Managing Seasonal Product Inventory

Distributorships in the business of handling seasonal merchandise know that correctly managing supply and demand can be the difference between being left with an empty warehouse (ideal) or the burden of leftover inventory (the result of poor planning) after peak season.

Accurately forecasting the demand for seasonal merchandise isn’t easy, because there are many variables to take into account. However, you can better plan the boom and bust cycle of seasonal inventory by studying historical sales data, forecasting future demand and considering the unexpected.

Tracking historical sales patters

Before you can begin more accurately forecasting demand for seasonal products, you must carefully study historical sales patterns, homing in on products that show marked fluctuations in sales. Keep in mind that “seasonal” can have multiple definitions when it comes to product distribution. Consider products that are tied to the annual back-to-school timeframe, a holiday, or a type of weather, sport or leisure activity.

Keeping accurate sales records will help you identify patterns and return on investment for products over time. You can then better determine what types of seasonal inventory are smart investments based on their return.

Forecasting sales for the season

Taking a rolling average of sales during the past six months with more emphasis placed on the most recent month is useful in forecasting demand for nonseasonal products — those that have consistent usage and sales. To help accurately forecast demand for seasonal products, on the other hand, you must take a future rolling average, which involves comparing a future period to the same time period from the prior year, with more emphasis on the month being forecasted.

Be sure to consider other variables that can affect the demand for seasonal products in the current year. Thus, you’ll also need to consider overall trends in the growth or decline of your company’s sales, changing market conditions, competitor activity, and any conflicting events.

Planning for the unplanned

Combining an understanding of historical sales patterns with the use of future rolling average forecasting and an automated software package, you can significantly improve your distribution business’s management of seasonal inventory.

But because unplanned occurrences are inevitable in a dynamic marketplace, a perfect demand forecast for products isn’t just unlikely, it’s next to impossible. A sudden economic slowdown or atypical seasonal weather, for instance, can put an unexpected damper on sales.

So what can you do to reduce or get rid of seasonal leftovers?
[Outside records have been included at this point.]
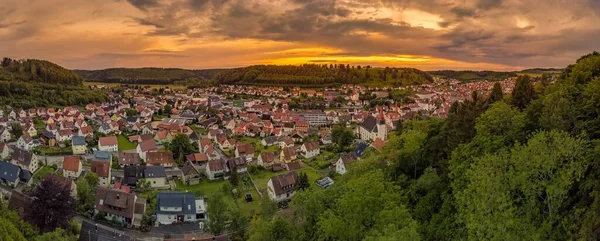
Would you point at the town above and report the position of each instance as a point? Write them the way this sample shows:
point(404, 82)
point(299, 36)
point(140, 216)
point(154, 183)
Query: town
point(151, 156)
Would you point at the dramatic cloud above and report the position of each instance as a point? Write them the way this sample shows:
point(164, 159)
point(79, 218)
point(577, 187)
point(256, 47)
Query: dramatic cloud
point(428, 34)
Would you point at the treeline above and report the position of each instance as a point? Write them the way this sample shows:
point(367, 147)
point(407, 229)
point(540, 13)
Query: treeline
point(473, 76)
point(37, 71)
point(508, 166)
point(147, 75)
point(37, 83)
point(321, 75)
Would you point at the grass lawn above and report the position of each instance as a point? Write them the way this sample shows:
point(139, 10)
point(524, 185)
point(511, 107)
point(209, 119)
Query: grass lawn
point(42, 172)
point(207, 188)
point(199, 130)
point(53, 151)
point(125, 144)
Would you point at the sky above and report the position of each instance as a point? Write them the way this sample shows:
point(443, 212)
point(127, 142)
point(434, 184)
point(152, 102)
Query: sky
point(198, 34)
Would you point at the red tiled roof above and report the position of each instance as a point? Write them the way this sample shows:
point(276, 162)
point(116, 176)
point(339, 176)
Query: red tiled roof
point(71, 163)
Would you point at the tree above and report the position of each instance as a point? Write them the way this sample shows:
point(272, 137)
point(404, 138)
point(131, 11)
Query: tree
point(342, 136)
point(234, 177)
point(523, 93)
point(17, 130)
point(217, 209)
point(92, 179)
point(181, 146)
point(52, 205)
point(496, 93)
point(303, 183)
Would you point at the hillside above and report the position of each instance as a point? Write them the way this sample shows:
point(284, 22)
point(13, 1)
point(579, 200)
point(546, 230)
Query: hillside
point(147, 75)
point(322, 75)
point(472, 76)
point(34, 83)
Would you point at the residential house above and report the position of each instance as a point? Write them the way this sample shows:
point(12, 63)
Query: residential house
point(9, 174)
point(341, 165)
point(64, 135)
point(240, 164)
point(30, 129)
point(48, 139)
point(162, 137)
point(26, 142)
point(287, 154)
point(266, 159)
point(282, 187)
point(191, 173)
point(156, 176)
point(215, 169)
point(310, 149)
point(179, 207)
point(120, 206)
point(197, 158)
point(372, 128)
point(4, 151)
point(102, 169)
point(25, 159)
point(78, 145)
point(72, 167)
point(86, 131)
point(244, 150)
point(108, 143)
point(163, 158)
point(4, 134)
point(128, 158)
point(146, 146)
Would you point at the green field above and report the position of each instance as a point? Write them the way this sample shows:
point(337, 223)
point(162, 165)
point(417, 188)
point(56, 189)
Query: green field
point(207, 188)
point(125, 144)
point(42, 172)
point(173, 87)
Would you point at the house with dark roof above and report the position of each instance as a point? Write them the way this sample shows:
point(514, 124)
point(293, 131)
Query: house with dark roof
point(78, 145)
point(341, 165)
point(146, 146)
point(161, 158)
point(128, 158)
point(191, 173)
point(25, 159)
point(108, 143)
point(266, 159)
point(282, 187)
point(9, 174)
point(310, 149)
point(178, 207)
point(215, 169)
point(120, 206)
point(72, 167)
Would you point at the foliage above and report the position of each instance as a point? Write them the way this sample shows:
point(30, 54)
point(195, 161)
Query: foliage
point(473, 76)
point(217, 209)
point(52, 205)
point(16, 130)
point(180, 146)
point(321, 75)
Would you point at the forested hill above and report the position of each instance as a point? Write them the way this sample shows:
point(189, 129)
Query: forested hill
point(471, 76)
point(147, 75)
point(322, 75)
point(34, 70)
point(38, 83)
point(508, 166)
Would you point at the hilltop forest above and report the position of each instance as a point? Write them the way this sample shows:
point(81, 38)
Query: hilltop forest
point(34, 83)
point(508, 166)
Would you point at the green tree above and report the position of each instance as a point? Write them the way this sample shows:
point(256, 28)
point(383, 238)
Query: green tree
point(217, 209)
point(181, 146)
point(523, 93)
point(496, 93)
point(16, 131)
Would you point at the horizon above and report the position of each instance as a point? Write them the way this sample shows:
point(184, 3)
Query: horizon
point(495, 35)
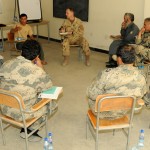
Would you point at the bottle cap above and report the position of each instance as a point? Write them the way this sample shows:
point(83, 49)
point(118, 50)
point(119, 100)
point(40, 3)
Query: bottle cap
point(49, 134)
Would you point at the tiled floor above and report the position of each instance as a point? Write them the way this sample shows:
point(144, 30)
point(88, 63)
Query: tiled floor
point(68, 124)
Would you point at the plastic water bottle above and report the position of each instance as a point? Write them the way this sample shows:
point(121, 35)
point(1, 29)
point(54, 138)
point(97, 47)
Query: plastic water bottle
point(141, 65)
point(141, 139)
point(140, 144)
point(50, 141)
point(46, 144)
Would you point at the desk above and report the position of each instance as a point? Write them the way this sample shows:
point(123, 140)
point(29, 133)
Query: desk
point(37, 24)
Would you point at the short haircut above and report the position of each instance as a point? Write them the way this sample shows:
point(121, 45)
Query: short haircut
point(127, 54)
point(147, 20)
point(71, 9)
point(22, 15)
point(130, 15)
point(31, 49)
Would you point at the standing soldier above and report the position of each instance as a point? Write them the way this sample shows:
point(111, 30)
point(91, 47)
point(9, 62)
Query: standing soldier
point(143, 41)
point(74, 29)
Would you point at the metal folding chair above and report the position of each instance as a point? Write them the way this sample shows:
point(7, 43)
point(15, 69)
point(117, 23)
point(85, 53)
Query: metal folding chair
point(105, 103)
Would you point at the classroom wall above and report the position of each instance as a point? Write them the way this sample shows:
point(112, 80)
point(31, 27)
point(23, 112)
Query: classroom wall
point(105, 18)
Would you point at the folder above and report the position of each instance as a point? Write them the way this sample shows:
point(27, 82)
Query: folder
point(51, 93)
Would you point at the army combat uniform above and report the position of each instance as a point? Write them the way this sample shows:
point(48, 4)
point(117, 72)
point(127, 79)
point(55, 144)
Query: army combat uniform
point(123, 80)
point(143, 47)
point(22, 76)
point(75, 38)
point(25, 31)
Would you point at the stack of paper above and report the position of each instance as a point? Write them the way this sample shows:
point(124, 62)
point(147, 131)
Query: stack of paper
point(51, 93)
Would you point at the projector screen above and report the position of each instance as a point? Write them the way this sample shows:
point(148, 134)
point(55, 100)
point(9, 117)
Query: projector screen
point(32, 8)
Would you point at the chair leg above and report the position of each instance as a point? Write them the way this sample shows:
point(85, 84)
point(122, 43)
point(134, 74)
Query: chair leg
point(80, 54)
point(46, 131)
point(114, 132)
point(128, 138)
point(96, 142)
point(86, 127)
point(2, 131)
point(26, 138)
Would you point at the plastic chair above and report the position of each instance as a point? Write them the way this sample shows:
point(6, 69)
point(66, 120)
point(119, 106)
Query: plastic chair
point(80, 52)
point(14, 100)
point(111, 102)
point(11, 41)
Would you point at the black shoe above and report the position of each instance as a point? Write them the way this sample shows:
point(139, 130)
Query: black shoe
point(33, 138)
point(111, 66)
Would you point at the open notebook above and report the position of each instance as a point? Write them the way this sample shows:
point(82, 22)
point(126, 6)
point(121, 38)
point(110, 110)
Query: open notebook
point(51, 93)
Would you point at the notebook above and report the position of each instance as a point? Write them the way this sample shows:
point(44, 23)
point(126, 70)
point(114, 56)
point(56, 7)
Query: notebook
point(51, 93)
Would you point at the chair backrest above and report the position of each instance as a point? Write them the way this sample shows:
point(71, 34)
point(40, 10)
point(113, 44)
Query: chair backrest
point(10, 37)
point(11, 99)
point(112, 102)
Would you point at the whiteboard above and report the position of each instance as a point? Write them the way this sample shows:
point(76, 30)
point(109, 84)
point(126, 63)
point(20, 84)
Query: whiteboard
point(30, 7)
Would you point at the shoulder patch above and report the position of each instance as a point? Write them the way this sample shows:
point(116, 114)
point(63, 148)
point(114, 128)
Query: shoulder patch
point(131, 32)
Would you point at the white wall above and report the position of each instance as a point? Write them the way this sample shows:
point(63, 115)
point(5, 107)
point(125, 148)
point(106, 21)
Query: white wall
point(105, 17)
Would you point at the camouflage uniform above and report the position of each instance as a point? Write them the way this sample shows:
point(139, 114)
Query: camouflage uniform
point(22, 76)
point(123, 80)
point(23, 33)
point(143, 47)
point(127, 37)
point(75, 38)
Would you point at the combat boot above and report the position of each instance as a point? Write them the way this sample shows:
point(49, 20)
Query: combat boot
point(66, 61)
point(87, 60)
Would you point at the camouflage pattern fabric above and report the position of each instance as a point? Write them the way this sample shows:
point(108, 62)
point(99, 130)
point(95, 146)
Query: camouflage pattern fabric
point(22, 76)
point(75, 38)
point(123, 80)
point(143, 47)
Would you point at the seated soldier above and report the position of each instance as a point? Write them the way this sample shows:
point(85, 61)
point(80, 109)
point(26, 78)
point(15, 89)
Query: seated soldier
point(25, 75)
point(22, 30)
point(123, 80)
point(143, 43)
point(74, 27)
point(128, 32)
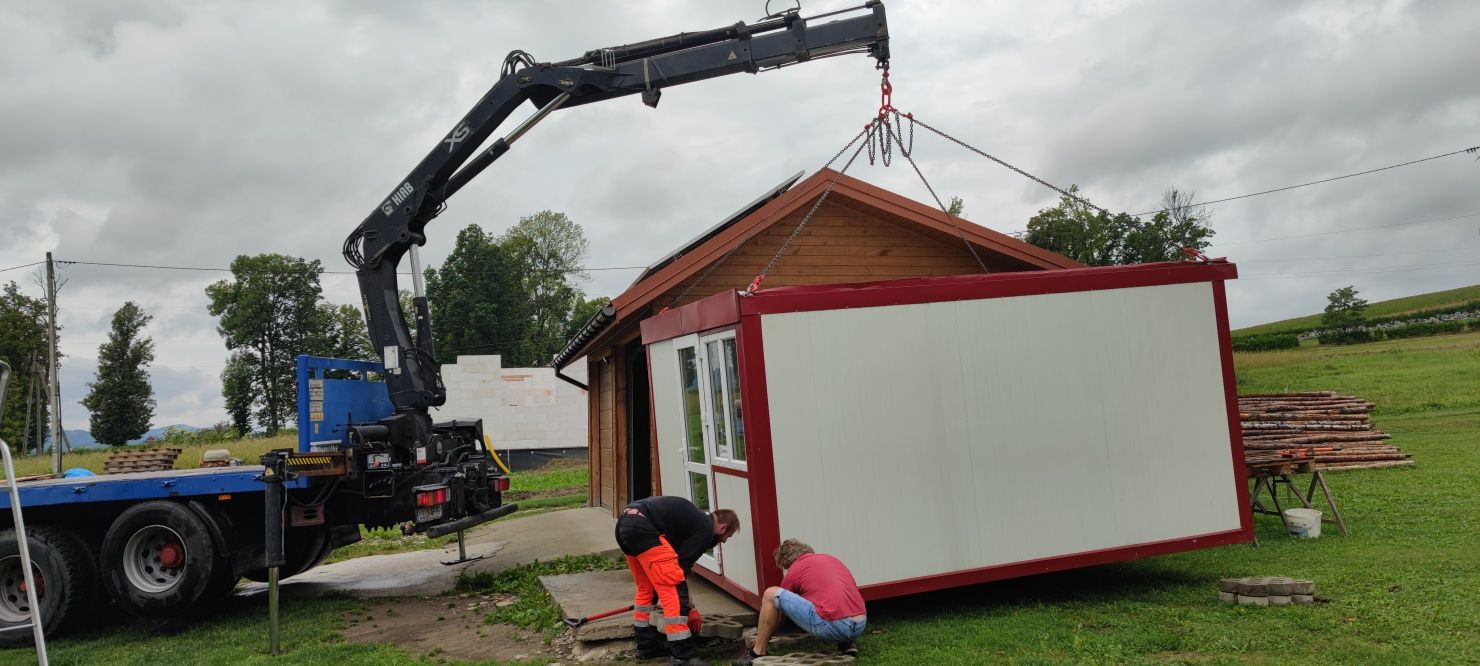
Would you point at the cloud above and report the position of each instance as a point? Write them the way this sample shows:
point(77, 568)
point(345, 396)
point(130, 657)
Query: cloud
point(185, 133)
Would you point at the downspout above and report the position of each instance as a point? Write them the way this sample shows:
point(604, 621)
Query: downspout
point(598, 321)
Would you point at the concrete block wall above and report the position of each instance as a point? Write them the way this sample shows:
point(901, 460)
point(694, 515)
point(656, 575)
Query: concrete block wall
point(521, 407)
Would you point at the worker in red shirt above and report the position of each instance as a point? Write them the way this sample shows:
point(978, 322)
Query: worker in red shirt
point(662, 539)
point(819, 594)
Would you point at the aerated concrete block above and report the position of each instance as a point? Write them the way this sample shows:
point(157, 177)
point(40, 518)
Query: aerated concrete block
point(721, 626)
point(805, 659)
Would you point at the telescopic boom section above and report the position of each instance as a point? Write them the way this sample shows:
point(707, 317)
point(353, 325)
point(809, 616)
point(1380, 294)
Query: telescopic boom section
point(397, 224)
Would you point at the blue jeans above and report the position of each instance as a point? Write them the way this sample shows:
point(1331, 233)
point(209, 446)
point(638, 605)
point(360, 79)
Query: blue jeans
point(805, 616)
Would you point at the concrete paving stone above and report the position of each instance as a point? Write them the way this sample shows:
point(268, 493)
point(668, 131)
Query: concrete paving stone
point(1254, 588)
point(585, 594)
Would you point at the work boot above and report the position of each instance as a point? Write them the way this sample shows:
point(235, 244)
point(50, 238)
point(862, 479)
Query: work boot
point(685, 653)
point(650, 643)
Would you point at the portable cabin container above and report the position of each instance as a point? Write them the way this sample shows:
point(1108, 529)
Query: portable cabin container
point(946, 431)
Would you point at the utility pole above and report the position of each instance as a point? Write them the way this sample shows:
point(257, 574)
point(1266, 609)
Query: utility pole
point(51, 363)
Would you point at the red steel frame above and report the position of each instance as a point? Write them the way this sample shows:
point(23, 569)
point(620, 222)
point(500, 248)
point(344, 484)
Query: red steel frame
point(727, 308)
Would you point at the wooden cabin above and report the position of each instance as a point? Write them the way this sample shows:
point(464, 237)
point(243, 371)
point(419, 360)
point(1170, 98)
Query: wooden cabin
point(860, 233)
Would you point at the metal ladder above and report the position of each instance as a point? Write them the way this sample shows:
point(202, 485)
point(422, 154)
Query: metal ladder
point(19, 533)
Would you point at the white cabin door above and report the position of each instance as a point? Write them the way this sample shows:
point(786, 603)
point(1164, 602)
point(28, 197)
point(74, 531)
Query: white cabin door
point(699, 481)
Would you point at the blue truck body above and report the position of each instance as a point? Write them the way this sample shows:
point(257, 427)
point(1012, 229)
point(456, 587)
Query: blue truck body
point(330, 391)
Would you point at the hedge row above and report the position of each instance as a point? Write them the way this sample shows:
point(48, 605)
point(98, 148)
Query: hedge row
point(1266, 342)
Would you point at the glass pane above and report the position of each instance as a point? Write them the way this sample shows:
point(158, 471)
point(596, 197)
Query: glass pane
point(733, 378)
point(693, 418)
point(699, 490)
point(717, 395)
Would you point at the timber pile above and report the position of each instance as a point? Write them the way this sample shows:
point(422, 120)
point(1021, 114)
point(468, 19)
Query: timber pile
point(144, 461)
point(1332, 429)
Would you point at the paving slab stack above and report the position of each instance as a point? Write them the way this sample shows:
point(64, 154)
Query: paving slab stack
point(1267, 591)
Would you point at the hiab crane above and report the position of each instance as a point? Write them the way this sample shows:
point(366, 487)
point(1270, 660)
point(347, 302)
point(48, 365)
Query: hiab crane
point(160, 543)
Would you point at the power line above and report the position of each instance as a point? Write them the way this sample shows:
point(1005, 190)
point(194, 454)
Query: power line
point(1424, 267)
point(323, 273)
point(1350, 228)
point(1471, 150)
point(1354, 256)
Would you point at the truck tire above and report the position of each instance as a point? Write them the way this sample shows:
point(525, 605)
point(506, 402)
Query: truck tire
point(159, 560)
point(65, 579)
point(302, 549)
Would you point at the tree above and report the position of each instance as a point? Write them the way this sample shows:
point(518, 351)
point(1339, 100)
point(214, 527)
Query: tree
point(548, 250)
point(270, 313)
point(347, 336)
point(1098, 239)
point(120, 397)
point(477, 299)
point(236, 388)
point(22, 345)
point(1344, 317)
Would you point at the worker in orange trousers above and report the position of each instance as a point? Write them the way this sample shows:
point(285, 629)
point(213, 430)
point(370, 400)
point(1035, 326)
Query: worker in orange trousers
point(662, 537)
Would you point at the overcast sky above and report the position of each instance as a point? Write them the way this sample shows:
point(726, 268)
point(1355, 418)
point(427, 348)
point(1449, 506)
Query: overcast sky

Two viable solutions include marking it down sooner rather than later or giving excess inventory to charity.

For the former, applying smaller markdowns while sales levels are still high can help entice customers to buy more, lessening the amount of leftover inventory and improving profitability. If you wait until the end of the season, you’ll be forced to apply big discounts to move items, cutting deeply into your profitability.

For the latter, your distribution business may qualify for a tax deduction on seasonal inventory that you donate to a qualified charity. The available deduction will vary depending on factors such as the structure of your distribution business and the type of inventory donated. Your tax advisor can help you properly determine the applicable deduction.

Enjoying the benefits of seasonal merchandise

When handling seasonal merchandise, it can be the best of times (when demand is high) or the worst of times (when your warehouse shelves are full of products no one wants). Successfully planning a seasonal product cycle is no easy feat, but with some extra legwork you can reduce the variables and reap more of the benefits.